As it can be seen, it does the call to get local resources directly, but it wraps the call to remote (costly) service in a circuit breaker object, which prevents faults as follows:

public class CircuitBreaker {
  private final long timeout;
  private final long retryTimePeriod;
  long lastFailureTime;
  int failureCount;
  private final int failureThreshold;
  private State state;
  private final long futureTime = 1000 * 1000 * 1000 * 1000;

  CircuitBreaker(long timeout, int failureThreshold, long retryTimePeriod) {
    this.state = State.CLOSED;
    this.failureThreshold = failureThreshold;
    this.timeout = timeout;
    this.retryTimePeriod = retryTimePeriod;
    this.lastFailureTime = System.nanoTime() + futureTime;
    this.failureCount = 0;
  }
    
  private void reset() {
    this.failureCount = 0;
    this.lastFailureTime = System.nanoTime() + futureTime; 
    this.state = State.CLOSED;
  }

  private void recordFailure() {
    failureCount = failureCount + 1;
    this.lastFailureTime = System.nanoTime();
  }
    
  protected void setState() {
    if (failureCount > failureThreshold) { 
      if ((System.nanoTime() - lastFailureTime) > retryTimePeriod) {
        state = State.HALF_OPEN;
      } else {
        state = State.OPEN;
      }
    } else {
      state = State.CLOSED;
    }
  }
    
  public String getState() {
    return state.name();
  }
  
  public void setStateForBypass(State state) {
    this.state = state;
  }
   
  public String call(String serviceToCall, long serverStartTime) throws Exception {
    setState();
    if (state == State.OPEN) {
      return "This is stale response from API";
    } else {
      if (serviceToCall.equals("delayedService")) {
        var delayedService = new DelayedService(20);
        var response = delayedService.response(serverStartTime);
        if (response.split(" ")[3].equals("working")) {
          reset();
          return response;
        } else {
          recordFailure();
          throw new Exception("Remote service not responding");
        }
      } else {
        throw new Exception("Unknown Service Name");
      }
    }
  }
}

How does the above pattern prevent failures?

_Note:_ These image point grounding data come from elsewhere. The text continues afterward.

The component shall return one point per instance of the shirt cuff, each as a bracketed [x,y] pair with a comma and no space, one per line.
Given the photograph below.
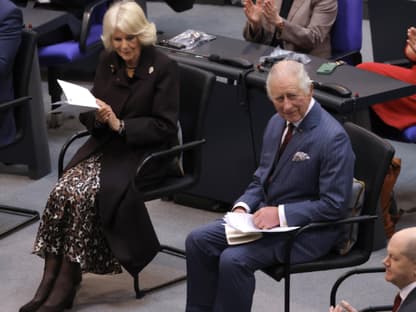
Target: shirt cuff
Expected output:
[282,216]
[242,205]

Let's understand via this finite state machine implemented by it.

alt text

  • We initialize the Circuit Breaker object with certain parameters: timeout, failureThreshold and retryTimePeriod which help determine how resilient the API is.
  • Initially, we are in the closed state and the remote call to API happens.
  • Every time the call succeeds, we reset the state to as it was in the beginning.
  • If the number of failures cross a certain threshold, we move to the open state, which acts just like an open circuit and prevents remote service calls from being made, thus saving resources. (Here, we return the response called stale response from API)
  • Once we exceed the retry timeout period, we move to the half-open state and make another call to the remote service again to check if the service is working so that we can serve fresh content. A failure sets it back to open state and another attempt is made after retry timeout period, while a success sets it to closed state so that everything starts working normally again.

Applicability

Use the Circuit Breaker pattern when

  • Building a fault-tolerant application where failure of some services shouldn't bring the entire application down.
  • Building an continuously incremental/continuous delivery application, as some of it's components can be upgraded without shutting it down entirely.